Republicans would ban all abortions after 20 weeks of pregnancy
We're not sure what any of this has to do with their campaign promises to create jobs, jobs and more jobs for Minnesotans, but Republicans in the Legislature have introduced their fifth anti-abortion rights bill this session.
If they get their way, it will mean that pregnant women will be forbidden from getting abortions after their 20th week of pregnancy.
Are there a lot of these abortions going on? No. The state Department of Health figures that about 2 percent of the roughly 12,000 abortions in Minnesota in 2009 came after the 20 week of pregnancy.
The bill asserts that there is substantial medical evidence that an unborn child is capable of experiencing pain by 20 weeks after fertilization, and that there is a compelling state interest in "protecting the lives of unborn children" as a result.
The Senate version is sponsored by Gretchen Hoffman and Warren Limmer. The House version is sponsored by House Speaker Kurt Zellers, Matt Dean and Mary Liz Holberg (from left).
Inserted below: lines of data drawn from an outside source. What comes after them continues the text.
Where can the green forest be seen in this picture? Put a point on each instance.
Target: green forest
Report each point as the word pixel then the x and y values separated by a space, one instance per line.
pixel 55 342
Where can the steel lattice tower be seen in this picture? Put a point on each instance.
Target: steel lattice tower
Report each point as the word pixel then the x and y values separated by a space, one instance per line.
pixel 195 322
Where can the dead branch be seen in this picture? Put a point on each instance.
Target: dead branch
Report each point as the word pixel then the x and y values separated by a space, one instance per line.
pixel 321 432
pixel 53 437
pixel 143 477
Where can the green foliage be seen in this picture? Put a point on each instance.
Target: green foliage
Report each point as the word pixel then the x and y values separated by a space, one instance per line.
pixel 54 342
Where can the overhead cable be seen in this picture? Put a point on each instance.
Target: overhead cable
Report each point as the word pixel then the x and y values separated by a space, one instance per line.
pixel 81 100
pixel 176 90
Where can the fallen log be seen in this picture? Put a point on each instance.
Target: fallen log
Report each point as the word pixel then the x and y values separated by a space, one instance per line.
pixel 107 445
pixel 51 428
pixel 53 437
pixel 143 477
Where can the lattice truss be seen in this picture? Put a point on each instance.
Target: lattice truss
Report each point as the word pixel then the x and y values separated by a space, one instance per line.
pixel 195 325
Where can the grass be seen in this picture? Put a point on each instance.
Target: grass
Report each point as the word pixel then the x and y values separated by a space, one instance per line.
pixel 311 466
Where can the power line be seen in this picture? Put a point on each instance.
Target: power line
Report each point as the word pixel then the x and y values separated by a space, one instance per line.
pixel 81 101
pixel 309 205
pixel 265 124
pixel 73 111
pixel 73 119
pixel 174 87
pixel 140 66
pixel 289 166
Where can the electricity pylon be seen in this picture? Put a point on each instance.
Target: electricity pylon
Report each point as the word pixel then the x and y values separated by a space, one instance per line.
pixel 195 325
There is also substantial medical evidence showing just the opposite, as highlighted in this report from the Guttmacher Institute:
A recent review of the literature published in the Journal of the American Medical Association concluded that the necessary physical structures to perceive pain develop between 23 and 30 weeks' gestation.
But anti-abortion activists dismiss all scientific evidence that contradicts their world view: National Right To Life trashes a 2005 JAMA lit review that disputes the 20-week threshold for pain as being "pro abortion," for example.
So it's full speed ahead. Here's the text of the bill:
No person shall perform or induce or attempt to perform or induce an abortion upon a woman when it has been determined, by the physician performing or inducing or attempting to perform or induce the abortion, or by another physician upon whose determination that physician relies, that the probable post-fertilization age of the woman's unborn child is 20 or more weeks unless, in reasonable medical judgment, she has a condition which so complicates her medical condition as to necessitate the abortion of her pregnancy to avert her death or to avert serious risk of substantial and irreversible physical impairment of a major bodily function.
And just to make sure their family values priorities are in order, the Republicans' bill makes no exception for women who are raped, or are the victims of incest.